果不其然,窗外没人在。只是屋檐的水晶铃铛轻微抖动,幅度太小,甚至没发声。闪烁之池还是有风的。
我倒希望有人回来,约克心想,最好是桑德的监护人,这样我就能摆脱对新生儿的责任了。
他缩回走廊,动作很慢,犹如一朵橘红色的云。西侧卧室的房门上,雕刻了一捧星空下的风灯草,“雷电”正睡在里面。他盖着暮星的礼物,享受她口中的梦境。

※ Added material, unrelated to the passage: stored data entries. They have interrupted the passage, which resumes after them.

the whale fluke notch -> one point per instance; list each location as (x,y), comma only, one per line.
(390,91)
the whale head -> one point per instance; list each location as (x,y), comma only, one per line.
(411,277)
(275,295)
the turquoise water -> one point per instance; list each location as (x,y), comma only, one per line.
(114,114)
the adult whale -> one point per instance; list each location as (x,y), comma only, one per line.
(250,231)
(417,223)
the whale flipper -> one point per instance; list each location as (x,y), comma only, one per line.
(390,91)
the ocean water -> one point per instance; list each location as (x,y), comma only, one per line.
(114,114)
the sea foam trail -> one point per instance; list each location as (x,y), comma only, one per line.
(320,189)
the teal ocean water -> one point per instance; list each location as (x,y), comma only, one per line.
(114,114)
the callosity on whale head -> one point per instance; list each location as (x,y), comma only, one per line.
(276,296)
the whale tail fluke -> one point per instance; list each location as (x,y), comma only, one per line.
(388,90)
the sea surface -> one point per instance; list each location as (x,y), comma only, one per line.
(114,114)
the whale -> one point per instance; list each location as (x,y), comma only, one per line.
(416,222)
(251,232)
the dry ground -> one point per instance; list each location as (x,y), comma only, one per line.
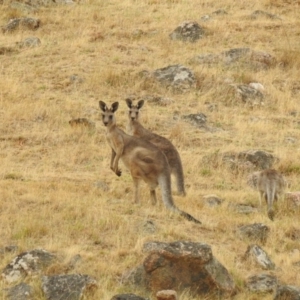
(50,175)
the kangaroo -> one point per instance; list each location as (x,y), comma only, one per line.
(271,185)
(136,129)
(143,160)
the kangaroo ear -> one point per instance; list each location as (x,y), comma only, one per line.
(129,102)
(114,106)
(140,104)
(103,106)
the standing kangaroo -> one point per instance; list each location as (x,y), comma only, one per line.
(143,160)
(136,129)
(271,185)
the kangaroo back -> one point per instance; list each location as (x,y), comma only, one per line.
(144,160)
(136,129)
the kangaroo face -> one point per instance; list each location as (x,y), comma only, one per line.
(133,112)
(108,116)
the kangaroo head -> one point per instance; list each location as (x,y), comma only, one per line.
(108,116)
(133,112)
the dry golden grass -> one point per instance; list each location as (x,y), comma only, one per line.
(49,170)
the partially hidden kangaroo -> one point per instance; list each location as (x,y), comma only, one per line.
(136,129)
(143,160)
(271,185)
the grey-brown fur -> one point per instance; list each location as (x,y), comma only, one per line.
(143,160)
(271,185)
(136,129)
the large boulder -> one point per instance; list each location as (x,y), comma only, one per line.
(260,257)
(262,283)
(182,265)
(287,292)
(27,263)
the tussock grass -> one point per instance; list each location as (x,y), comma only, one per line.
(52,175)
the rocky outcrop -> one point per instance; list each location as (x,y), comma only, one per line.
(262,283)
(287,292)
(22,291)
(177,77)
(245,56)
(256,232)
(27,263)
(188,31)
(127,297)
(69,287)
(22,23)
(259,256)
(184,265)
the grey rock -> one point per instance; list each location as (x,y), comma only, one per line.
(7,50)
(21,291)
(149,227)
(257,254)
(293,234)
(127,297)
(254,232)
(76,78)
(259,158)
(69,287)
(166,295)
(30,42)
(27,263)
(242,208)
(74,261)
(257,60)
(188,31)
(248,94)
(260,13)
(24,23)
(287,292)
(23,7)
(182,265)
(293,198)
(212,200)
(102,185)
(220,12)
(9,249)
(178,77)
(206,18)
(262,283)
(83,122)
(247,161)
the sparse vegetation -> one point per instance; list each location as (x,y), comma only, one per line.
(51,174)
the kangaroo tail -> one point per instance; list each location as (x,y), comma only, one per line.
(270,200)
(179,178)
(164,182)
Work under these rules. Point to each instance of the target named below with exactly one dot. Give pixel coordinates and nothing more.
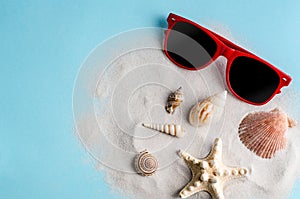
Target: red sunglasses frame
(229, 50)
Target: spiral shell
(264, 132)
(174, 100)
(203, 111)
(146, 164)
(170, 129)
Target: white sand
(134, 88)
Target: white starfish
(209, 174)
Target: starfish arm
(192, 188)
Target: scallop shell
(203, 111)
(174, 100)
(170, 129)
(264, 132)
(145, 163)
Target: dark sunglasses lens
(189, 46)
(253, 80)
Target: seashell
(174, 100)
(145, 163)
(203, 111)
(171, 129)
(264, 132)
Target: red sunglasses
(249, 78)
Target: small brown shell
(264, 132)
(170, 129)
(146, 164)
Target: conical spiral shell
(203, 111)
(264, 132)
(170, 129)
(174, 100)
(146, 164)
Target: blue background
(42, 45)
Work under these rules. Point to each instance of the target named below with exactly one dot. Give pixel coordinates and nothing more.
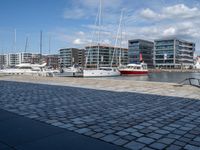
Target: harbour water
(170, 77)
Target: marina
(100, 75)
(129, 114)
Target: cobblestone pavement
(131, 120)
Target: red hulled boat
(134, 69)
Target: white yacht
(74, 71)
(101, 72)
(27, 69)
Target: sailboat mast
(49, 44)
(15, 39)
(40, 46)
(100, 14)
(26, 45)
(116, 40)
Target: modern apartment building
(3, 61)
(13, 59)
(52, 61)
(71, 56)
(138, 48)
(25, 57)
(173, 53)
(105, 55)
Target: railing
(192, 81)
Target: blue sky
(69, 23)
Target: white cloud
(150, 14)
(78, 42)
(169, 31)
(178, 12)
(181, 10)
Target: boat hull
(69, 74)
(125, 72)
(100, 73)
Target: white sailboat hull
(69, 72)
(101, 73)
(24, 72)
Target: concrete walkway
(155, 88)
(127, 119)
(20, 133)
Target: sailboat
(99, 71)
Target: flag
(141, 57)
(165, 56)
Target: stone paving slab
(156, 88)
(21, 133)
(131, 120)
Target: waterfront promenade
(127, 114)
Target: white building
(197, 65)
(3, 61)
(13, 59)
(25, 57)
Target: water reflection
(173, 77)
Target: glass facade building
(107, 55)
(139, 47)
(173, 53)
(71, 56)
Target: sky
(71, 23)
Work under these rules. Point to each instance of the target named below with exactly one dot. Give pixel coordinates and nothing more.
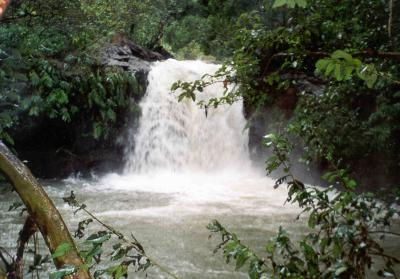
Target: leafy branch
(129, 249)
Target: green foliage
(337, 69)
(126, 252)
(290, 3)
(344, 234)
(342, 66)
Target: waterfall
(179, 136)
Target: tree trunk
(42, 210)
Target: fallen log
(42, 211)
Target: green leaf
(61, 250)
(340, 270)
(340, 54)
(279, 3)
(313, 219)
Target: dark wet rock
(55, 149)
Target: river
(184, 168)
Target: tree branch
(42, 210)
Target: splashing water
(181, 136)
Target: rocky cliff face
(55, 149)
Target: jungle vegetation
(332, 67)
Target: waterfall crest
(178, 136)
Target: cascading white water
(179, 136)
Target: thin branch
(390, 21)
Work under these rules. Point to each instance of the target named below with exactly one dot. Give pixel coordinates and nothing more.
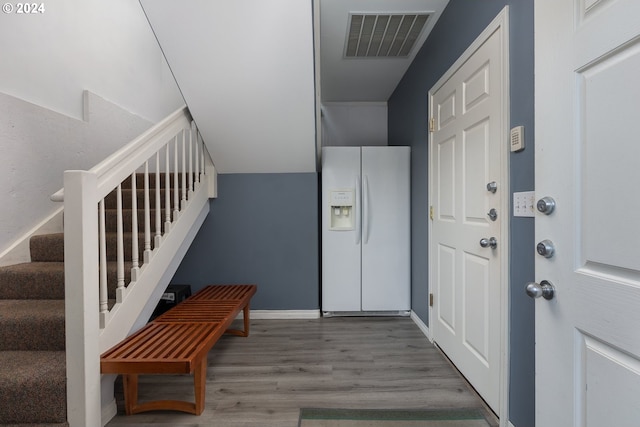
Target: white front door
(587, 160)
(468, 151)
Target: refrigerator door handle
(366, 210)
(356, 213)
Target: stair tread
(32, 280)
(32, 388)
(27, 309)
(31, 366)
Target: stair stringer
(129, 316)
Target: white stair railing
(171, 154)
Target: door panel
(341, 276)
(587, 340)
(466, 154)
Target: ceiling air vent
(383, 35)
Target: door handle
(545, 290)
(491, 242)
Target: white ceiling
(368, 79)
(246, 70)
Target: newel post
(81, 298)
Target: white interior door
(468, 151)
(587, 151)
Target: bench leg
(245, 316)
(199, 385)
(130, 386)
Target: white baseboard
(283, 314)
(424, 328)
(109, 411)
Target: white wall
(37, 145)
(354, 123)
(246, 69)
(106, 47)
(47, 61)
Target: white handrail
(89, 243)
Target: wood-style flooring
(284, 365)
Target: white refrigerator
(366, 230)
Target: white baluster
(167, 193)
(189, 196)
(201, 148)
(183, 202)
(135, 262)
(120, 248)
(102, 242)
(147, 216)
(158, 235)
(194, 136)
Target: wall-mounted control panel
(524, 203)
(342, 206)
(517, 138)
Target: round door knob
(546, 205)
(491, 242)
(544, 289)
(546, 248)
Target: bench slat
(177, 342)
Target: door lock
(545, 248)
(545, 290)
(491, 242)
(546, 205)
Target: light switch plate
(524, 203)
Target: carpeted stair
(32, 334)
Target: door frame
(499, 23)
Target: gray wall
(461, 22)
(262, 229)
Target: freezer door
(340, 248)
(386, 260)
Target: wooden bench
(177, 342)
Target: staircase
(32, 316)
(32, 338)
(50, 345)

关于孩子,湖衣好像永远有办法。而约克对待湖衣则刚好相反。他揣着一肚子谜团:暮星到底是谁?布莱特希尔和她是什么关系?那些故事又是怎么回事?看在露西娅的份上,我当时应该问她的。他心想。等桑德的妈妈返回,我立刻就走。也许我该直接送他过去。
……然而,在那之前,约克有一件事必须搞清楚。
橙光西塔悄悄穿过走廊,来到桑德的卧室前。显然,诺克斯佣兵团的冒险者不是神官,也不是占星师,更不可能是猎手,但他有自己的办法。约克搜索自己的记忆,从中翻找。那是祖辈留给他的遗产,属于过去的时光。其中有许多神秘知识——古老的技艺,神圣的术法,能够看透灵魂……
“助手。”
“你醒啦?”约克心不在焉地回应。他看见雷电从卧室的鱼缸里钻出来,关节卡在出口。这蠢小子不得不扭动屁股,收缩腰腹,直到皮肤魔法在笨拙的控制下变形,活像蜗牛脱壳。“干嘛睡在鱼缸里?”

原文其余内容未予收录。